Cakupan Imunisasi di Tanah Papua Rendah, Kasus Kematian Anak Berpotensi Tinggi
Wabah campak di tiga provinsi, yakni Papua, Papua Tengah, dan Papua Pegunungan, dipicu cakupan imunisasi yang masih rendah selama masa pandemi.
Oleh
FABIO MARIA LOPES COSTA
·3 menit baca
JAYAPURA, KOMPAS - Kasus campak di Papua, Papua Tengah, dan Papua Pegunungan dipicu rendahnya cakupan imunisasi dasar lengkap. Kondisi ini rawan memicu tingginya kematian pada anak.
Tahun ini, campak merebak di sejumlah kabupaten di Papua Tengah dengan 49 kasus anak. Dua anak suspek campak bahkan meninggal pada Februari.
Selain itu, ada sembilan anak positif campak dan 260 anak suspek campak di Papua Pegunungan pada Mei. Sementara di Jayapura, Ibu kota Papua, ditemukan 10 anak positif campak pada Juni.
Potensi penyebarannya masih tinggi. Satu penderita bisa menularkan hingga sembilan anak. Penderita campak mengalami mata merah demam, batuk dan beringus, serta timbul bintik-bintik merah di tubuh.
”Cakupan imunisasi dasar lengkap, terutama saat pandemi Covid-19 periode 2020-2022, masih rendah. Salah satu akibatnya, munculnya kasus campak pada tahun ini,” kata Kepala Seksi Surveilans dan Imunisasi di Dinas Kesehatan Papua Elianus Tabuni, di Jayapura, Selasa (4/7/2023).
Ia memaparkan, cakupan imunisasi dasar lengkap untuk Provinsi Papua sebelum dimekarkan pada akhir tahun 2022 hanya 51,8 persen. Angka ini belum mencapai standar cakupan imunisasi dasar lengkap nasional, 95 persen.
Imunisasi dasar lengkap diberikan untuk anak usia 0-11 tahun. Imunisasi ini meliputi hepatitis B, basillus calmette guerin (BCG) untuk pencegahan TBC, serta measles rubella (MR) untuk campak dan rubela. Selain itu, ada imunisasi vaksin polio suntik, difteri, pertusis, dan tetanus (DPT) serta imunisasi rotavirus untuk mencegah diare.
Khusus untuk vaksin campak, MR 1 dan MR 2, belum optimal. Di beberapa daerah, seperti Yalimo, Pegunungan Bintang, Yahukimo, Intan Jaya, Deiyai, dan Dogiyai, cakupannya hanya 20 persen.

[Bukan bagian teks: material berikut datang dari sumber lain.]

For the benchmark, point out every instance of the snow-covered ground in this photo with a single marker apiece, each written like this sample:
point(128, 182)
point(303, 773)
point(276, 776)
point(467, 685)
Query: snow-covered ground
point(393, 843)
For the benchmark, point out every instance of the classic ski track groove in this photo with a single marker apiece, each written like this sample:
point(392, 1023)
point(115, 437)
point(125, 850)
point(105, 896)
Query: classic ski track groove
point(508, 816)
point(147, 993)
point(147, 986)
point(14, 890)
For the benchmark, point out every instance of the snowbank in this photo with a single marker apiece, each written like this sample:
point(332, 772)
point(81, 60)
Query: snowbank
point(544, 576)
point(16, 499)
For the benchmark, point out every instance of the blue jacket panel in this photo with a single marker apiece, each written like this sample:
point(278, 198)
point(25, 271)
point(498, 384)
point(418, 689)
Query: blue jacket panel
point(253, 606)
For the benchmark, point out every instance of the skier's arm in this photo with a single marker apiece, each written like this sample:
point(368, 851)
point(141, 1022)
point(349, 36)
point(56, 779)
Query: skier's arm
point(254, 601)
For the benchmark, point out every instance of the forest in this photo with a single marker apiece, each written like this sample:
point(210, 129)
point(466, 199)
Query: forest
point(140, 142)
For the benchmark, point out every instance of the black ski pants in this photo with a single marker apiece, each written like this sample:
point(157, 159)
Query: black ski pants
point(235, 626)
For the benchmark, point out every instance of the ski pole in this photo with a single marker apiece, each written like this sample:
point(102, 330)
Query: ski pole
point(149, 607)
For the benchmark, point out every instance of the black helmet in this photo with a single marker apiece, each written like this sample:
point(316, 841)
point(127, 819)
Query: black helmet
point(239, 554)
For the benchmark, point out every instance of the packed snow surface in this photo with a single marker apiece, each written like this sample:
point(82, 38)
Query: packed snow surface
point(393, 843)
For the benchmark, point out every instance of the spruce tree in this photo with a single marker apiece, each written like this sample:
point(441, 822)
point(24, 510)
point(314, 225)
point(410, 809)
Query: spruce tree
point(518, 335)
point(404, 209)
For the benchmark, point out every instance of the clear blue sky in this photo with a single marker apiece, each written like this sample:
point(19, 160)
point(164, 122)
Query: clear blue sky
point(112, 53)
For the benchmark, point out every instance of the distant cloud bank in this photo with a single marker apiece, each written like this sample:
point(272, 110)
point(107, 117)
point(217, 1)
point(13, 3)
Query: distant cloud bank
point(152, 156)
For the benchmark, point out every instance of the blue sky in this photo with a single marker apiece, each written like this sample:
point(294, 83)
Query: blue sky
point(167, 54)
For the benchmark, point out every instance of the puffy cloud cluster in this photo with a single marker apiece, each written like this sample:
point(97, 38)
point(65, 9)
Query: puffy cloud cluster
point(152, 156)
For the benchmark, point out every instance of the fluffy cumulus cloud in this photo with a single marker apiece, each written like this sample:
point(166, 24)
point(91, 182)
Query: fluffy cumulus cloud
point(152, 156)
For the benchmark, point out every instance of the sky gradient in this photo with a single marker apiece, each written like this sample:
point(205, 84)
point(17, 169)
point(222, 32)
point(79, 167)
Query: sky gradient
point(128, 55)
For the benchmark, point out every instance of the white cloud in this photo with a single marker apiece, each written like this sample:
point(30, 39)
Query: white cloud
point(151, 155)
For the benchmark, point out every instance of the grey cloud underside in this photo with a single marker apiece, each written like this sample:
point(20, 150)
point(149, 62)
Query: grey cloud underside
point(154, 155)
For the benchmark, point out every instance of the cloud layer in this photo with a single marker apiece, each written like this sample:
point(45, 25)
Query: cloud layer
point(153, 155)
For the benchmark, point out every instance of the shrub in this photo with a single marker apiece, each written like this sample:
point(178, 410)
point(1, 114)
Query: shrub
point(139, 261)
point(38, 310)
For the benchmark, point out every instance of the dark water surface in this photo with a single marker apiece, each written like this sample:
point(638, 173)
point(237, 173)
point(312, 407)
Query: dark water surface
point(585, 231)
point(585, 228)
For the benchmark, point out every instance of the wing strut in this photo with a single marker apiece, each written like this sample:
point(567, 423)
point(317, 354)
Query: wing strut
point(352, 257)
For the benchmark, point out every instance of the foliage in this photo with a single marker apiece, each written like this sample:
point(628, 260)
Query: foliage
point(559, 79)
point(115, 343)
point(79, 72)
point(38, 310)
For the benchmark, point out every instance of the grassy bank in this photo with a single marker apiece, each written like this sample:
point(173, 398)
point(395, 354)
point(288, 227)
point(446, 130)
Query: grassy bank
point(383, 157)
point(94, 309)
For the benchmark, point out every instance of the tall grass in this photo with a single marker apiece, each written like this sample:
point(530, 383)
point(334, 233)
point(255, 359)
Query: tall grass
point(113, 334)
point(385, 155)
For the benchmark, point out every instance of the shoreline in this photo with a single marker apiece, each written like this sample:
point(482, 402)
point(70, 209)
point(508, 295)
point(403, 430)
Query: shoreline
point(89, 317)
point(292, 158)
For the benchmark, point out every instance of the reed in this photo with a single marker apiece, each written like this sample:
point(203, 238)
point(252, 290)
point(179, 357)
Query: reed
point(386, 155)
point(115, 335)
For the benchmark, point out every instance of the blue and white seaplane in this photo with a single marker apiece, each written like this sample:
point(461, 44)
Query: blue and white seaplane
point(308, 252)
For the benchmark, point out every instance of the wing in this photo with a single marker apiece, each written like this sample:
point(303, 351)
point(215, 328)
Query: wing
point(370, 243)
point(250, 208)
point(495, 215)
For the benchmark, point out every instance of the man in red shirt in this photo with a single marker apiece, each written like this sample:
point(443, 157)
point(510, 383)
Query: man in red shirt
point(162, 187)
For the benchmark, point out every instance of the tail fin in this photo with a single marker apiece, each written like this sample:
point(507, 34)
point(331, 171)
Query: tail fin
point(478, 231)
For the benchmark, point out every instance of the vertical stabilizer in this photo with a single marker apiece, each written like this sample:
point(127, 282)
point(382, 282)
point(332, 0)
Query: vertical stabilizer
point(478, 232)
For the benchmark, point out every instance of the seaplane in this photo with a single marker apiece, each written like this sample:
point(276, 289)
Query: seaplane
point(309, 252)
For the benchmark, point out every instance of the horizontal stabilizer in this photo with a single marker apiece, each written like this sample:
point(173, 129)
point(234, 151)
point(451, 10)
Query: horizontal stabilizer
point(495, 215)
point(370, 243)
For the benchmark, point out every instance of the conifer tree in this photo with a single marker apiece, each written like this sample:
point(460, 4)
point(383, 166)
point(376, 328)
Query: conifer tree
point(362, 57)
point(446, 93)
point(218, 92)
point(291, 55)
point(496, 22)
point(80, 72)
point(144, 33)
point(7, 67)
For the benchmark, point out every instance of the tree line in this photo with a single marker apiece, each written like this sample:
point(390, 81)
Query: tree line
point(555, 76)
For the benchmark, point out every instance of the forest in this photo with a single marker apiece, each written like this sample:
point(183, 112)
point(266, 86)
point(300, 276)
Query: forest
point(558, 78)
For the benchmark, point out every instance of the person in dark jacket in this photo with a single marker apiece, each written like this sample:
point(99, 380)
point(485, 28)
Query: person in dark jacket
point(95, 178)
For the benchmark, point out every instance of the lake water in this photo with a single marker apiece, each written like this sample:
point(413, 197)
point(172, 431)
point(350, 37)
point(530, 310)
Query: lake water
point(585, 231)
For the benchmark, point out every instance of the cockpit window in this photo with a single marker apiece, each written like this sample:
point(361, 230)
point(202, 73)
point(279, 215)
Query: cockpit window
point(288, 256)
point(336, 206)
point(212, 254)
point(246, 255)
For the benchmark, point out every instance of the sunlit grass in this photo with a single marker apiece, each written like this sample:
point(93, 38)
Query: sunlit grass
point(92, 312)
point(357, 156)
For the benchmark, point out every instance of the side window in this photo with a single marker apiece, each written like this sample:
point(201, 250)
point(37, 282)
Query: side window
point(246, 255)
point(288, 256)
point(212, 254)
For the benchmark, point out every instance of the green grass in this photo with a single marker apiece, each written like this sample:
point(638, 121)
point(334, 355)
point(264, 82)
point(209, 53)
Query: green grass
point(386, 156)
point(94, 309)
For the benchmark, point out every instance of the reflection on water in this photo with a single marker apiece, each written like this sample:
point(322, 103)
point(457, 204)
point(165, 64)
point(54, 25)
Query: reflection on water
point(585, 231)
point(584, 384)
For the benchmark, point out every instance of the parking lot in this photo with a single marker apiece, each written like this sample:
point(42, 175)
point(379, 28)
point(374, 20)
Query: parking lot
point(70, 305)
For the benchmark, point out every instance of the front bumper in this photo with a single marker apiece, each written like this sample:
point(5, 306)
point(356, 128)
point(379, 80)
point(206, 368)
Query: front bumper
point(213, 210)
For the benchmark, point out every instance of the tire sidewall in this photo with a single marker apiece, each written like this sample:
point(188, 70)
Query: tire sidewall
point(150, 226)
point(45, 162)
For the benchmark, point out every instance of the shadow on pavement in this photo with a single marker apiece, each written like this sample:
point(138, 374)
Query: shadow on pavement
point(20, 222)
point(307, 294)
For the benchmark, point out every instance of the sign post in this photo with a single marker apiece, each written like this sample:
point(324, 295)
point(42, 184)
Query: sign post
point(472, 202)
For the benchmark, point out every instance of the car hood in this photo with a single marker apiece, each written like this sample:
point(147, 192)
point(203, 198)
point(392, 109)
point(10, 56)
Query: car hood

”Hal inilah yang memicu kasus campak kini bermunculan di sejumlah daerah,” ucap Elianus.
Oleh karena itu, Elianus meminta pemerintah daerah meningkatkan cakupan imunisasi dasar lengkap minimal mencapai 90 persen. Selain itu, penetapan status kejadian luar biasa harus segera dilaksanakan apabila telah ditemukan lima kasus campak.
Kepala Dinas Kesehatan Kota Jayapura Ni Nyoman Sri Antari mengatakan akan melakukan outbreak response immunization (ORI) atau imunisasi massal di daerah yang ditemukan banyak kasus campak serta suspek. Pelaksanaan imunisasi campak di 14 puskesmas di Kota Jayapura juga akan ditingkatkan.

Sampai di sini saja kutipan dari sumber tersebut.